POSITION OF
THE FEDERATION OF STATE MEDICAL BOARDS
IN SUPPORT OF ADOPTION OF
PAIN MANAGEMENT GUIDELINES
Background and Statement of the
Problem
Recent years have seen
increased public demand for improvement in medical management of pain,
concurrent with advances in medical knowledge regarding the use of
controlled substances (including opioids) in the treatment of cancer and
chronic noncancer pain. While committed to ensuring the public has access
to physicians competent in providing effective pain management, state
medical boards have a duty to protect the public from endangerment by
physicians who improperly use and prescribe controlled substances.
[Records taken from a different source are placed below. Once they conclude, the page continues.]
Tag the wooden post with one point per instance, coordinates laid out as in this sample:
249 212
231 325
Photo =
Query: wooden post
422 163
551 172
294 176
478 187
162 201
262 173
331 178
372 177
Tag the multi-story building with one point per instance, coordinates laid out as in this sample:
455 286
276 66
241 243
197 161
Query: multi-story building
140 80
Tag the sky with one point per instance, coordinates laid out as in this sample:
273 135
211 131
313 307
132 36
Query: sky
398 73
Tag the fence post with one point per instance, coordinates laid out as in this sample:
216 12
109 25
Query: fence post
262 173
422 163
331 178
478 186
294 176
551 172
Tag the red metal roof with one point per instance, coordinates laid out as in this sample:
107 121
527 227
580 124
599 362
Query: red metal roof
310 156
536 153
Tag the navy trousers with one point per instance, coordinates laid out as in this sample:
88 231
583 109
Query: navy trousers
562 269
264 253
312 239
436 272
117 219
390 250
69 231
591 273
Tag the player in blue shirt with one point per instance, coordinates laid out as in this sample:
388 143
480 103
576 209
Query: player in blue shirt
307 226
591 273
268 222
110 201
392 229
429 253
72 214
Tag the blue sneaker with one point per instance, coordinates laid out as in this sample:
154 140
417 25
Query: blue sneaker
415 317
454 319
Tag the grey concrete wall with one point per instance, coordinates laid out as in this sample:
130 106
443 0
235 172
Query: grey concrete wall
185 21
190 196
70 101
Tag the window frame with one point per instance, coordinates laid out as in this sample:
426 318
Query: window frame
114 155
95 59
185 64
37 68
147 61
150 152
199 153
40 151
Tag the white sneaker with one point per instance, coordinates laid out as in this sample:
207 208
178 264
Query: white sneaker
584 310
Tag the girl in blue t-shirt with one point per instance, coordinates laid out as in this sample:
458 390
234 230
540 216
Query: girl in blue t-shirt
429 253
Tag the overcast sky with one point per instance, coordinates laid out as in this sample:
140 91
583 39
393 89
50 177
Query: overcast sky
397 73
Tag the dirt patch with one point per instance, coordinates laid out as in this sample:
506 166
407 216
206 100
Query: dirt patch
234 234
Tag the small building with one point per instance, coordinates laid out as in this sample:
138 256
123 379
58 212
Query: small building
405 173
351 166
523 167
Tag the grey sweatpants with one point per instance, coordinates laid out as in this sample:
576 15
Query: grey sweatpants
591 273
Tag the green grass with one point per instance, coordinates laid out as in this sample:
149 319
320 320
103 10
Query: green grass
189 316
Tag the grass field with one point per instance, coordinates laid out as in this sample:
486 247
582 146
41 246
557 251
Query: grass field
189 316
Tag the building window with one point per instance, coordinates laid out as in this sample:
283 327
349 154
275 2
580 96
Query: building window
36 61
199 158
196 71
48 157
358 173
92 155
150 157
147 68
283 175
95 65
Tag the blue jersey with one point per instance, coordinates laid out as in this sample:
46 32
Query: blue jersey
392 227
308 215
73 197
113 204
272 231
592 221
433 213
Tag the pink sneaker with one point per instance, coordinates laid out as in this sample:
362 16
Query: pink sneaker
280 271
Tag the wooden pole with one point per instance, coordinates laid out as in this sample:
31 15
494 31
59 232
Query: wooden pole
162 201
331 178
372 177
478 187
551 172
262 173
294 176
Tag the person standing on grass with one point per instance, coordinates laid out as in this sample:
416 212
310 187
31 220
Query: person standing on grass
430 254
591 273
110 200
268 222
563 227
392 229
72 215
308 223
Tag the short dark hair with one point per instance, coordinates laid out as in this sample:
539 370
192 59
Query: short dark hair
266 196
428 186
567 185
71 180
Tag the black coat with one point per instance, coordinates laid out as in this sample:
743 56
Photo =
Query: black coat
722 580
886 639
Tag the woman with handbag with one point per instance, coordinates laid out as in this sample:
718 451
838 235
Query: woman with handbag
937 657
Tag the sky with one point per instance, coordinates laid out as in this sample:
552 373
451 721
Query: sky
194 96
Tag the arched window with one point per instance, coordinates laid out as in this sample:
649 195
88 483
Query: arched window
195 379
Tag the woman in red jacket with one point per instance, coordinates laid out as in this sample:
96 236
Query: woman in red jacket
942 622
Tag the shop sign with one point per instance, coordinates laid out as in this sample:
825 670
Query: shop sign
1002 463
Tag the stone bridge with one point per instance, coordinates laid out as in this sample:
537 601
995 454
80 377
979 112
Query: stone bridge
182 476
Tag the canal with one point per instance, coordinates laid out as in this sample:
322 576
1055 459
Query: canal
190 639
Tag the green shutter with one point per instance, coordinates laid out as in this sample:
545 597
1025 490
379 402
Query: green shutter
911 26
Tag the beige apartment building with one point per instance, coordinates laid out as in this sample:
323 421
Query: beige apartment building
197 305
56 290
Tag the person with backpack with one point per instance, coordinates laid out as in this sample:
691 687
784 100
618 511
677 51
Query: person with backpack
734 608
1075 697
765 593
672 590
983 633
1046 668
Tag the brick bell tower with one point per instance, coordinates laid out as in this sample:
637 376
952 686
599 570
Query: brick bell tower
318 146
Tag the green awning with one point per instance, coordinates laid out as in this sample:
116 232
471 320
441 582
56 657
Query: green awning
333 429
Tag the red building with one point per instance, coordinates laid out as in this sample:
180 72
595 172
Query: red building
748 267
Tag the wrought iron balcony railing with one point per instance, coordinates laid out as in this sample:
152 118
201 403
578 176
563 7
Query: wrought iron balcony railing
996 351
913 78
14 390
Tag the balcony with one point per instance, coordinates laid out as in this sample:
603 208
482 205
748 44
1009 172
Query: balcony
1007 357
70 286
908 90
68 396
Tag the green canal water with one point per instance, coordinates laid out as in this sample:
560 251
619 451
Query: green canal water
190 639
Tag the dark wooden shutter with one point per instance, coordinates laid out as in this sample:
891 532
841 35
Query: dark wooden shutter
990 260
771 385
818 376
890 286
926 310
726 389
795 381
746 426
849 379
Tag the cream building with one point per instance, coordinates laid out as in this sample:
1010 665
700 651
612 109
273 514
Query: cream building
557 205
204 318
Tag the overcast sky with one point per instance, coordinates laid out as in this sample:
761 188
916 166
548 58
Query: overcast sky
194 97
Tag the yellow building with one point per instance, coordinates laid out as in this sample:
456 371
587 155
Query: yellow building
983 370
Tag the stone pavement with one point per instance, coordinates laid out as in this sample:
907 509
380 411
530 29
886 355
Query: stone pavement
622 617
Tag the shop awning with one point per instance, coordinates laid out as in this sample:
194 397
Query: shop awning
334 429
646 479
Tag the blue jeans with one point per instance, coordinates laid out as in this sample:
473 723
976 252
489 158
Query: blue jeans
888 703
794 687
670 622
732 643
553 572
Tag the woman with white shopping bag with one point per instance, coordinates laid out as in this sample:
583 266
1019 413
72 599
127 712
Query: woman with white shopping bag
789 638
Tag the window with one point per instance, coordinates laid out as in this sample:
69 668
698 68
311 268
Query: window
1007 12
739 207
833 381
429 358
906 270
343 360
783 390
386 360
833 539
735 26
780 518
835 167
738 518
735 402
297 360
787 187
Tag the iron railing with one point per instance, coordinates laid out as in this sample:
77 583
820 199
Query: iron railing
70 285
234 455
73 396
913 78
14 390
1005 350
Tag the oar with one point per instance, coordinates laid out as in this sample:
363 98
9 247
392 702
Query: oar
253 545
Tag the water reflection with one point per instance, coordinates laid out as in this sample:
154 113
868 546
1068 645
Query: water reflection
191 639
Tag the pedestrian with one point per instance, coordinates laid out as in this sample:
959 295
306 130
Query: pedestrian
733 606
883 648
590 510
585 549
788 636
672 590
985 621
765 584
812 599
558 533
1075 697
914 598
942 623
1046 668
Physician fear of investigation and/or disciplinary
action by state and federal regulatory agencies for prescribing opioids to
manage long-term pain may be a significant factor in inadequate pain
control and unnecessary patient suffering. In addition, physician
perception that regulatory processes are confusing and potentially
restrict their ability to appropriately prescribe for chronic pain
management also contributes to inadequate pain control, as does lack of
knowledge of current and accepted standards for practice. Clearly, the
need existed for consistent standards regulating the use of controlled
substances in the management of chronic malignant and non-malignant pain
to be adopted or developed, especially in states where none exist.
Call to Action
The Federation initiated a project in 1997 to
develop model guidelines to assist state medical boards and other
healthcare regulatory boards in promoting the appropriate use of
controlled substances in the management of chronic cancer and non-cancer
pain. The project was developed in collaboration with the American Society
of Law, Medicine and Ethics, the American Pain Society, the American
Academy of Pain Medicine, the University of Wisconsin Pain and Policies
Studies Group, pharmaceutical companies, and state medical boards. This
diverse group allowed varied perspectives to be considered in the drafting
and development of the Federation's Model
Guidelines for the Use of Controlled Substances for the Treatment of Pain.
The
Federation's House of Delegates adopted the
Model Guidelines as policy in May
1998, and over 144,000 copies have been distributed to state medical
boards, medical professional organizations, other health care regulatory
boards, patient advocacy groups, and state and federal regulatory
agencies. Many states have used the Federation's
Model Guidelines in drafting
their guidelines and some states have chosen to adopt the
Model
Guidelines
in their entirety. As of March 1, 2000, only twelve states have
no guidelines or law addressing pain management.1
The guidelines adopted by
the Federation's House of Delegates in 1998 promote public health by
facilitating the provision of adequate and effective pain control and
educating the medical community on treating chronic pain within the bounds
of professional practice. Adoption of guidelines assist in educating
licensees about the legitimate medical uses of controlled substances and
limit potential drug diversion and inappropriate prescribing practices.
Creating uniform
standards for use by boards in evaluating cases involving controlled
substances for pain management accomplishes two goals: (1) protecting the
public from the substandard use of controlled substances in the treatment
of cancer and chronic noncancer pain; and (2) improvement in public
access to appropriate and effective pain relief.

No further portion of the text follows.